I'm still concerned about all the unresolved issues at work at the basis of psychology, but there is the practical concern of helping people with mental illness etc.
It is probably a mix: a humanistic science in the old style.
Felix the Cat
01-30-2008, 01:03 AM
The problem with psychology (the same is true of economics) is that the subjects of the 'experiments' have an annoying habit of reading psychology (or economics) journals, and modifying their behaviour as a result - 'laws' hold only until the moment they're discovered
Kamandi
01-30-2008, 03:17 AM
Psychology is a subjective science. It doesn't admit of deterministic laws like classical mechanics.

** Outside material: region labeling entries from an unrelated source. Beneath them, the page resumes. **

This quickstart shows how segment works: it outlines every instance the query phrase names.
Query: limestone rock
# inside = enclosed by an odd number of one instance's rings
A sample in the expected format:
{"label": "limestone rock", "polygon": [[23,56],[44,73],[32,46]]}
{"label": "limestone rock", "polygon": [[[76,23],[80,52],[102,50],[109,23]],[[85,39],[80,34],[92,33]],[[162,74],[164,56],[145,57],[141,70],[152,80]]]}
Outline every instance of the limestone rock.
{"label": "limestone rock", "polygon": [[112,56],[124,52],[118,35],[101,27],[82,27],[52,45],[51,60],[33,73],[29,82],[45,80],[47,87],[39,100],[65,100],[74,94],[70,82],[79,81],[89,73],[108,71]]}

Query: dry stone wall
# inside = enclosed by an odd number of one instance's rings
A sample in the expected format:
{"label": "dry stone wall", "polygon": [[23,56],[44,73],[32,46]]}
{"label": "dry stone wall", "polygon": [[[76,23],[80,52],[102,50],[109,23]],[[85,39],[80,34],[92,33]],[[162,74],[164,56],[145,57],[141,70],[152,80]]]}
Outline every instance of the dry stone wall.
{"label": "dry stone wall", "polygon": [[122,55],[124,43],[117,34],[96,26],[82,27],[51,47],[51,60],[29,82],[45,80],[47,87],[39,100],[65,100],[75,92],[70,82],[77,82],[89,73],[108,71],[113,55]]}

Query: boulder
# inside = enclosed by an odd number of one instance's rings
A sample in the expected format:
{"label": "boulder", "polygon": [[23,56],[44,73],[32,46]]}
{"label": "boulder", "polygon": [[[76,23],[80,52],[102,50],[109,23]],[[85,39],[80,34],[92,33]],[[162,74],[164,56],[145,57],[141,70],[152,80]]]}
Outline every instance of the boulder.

The laws of psychology are more like the laws of statistical mechanics.
1-800
01-30-2008, 04:04 AM
Yes, research psychology certainly is. It does, however, seem to occasionally suffer from physics envy (as do sociology, biology, etc).
It seems, at least from my layman's perspective, that psychology has also jettisoned much useless junk over the past three decades.
I had a part-time job my freshman year working the phone for the psychology department at my university -- calling people and asking them personal questions. That was fun.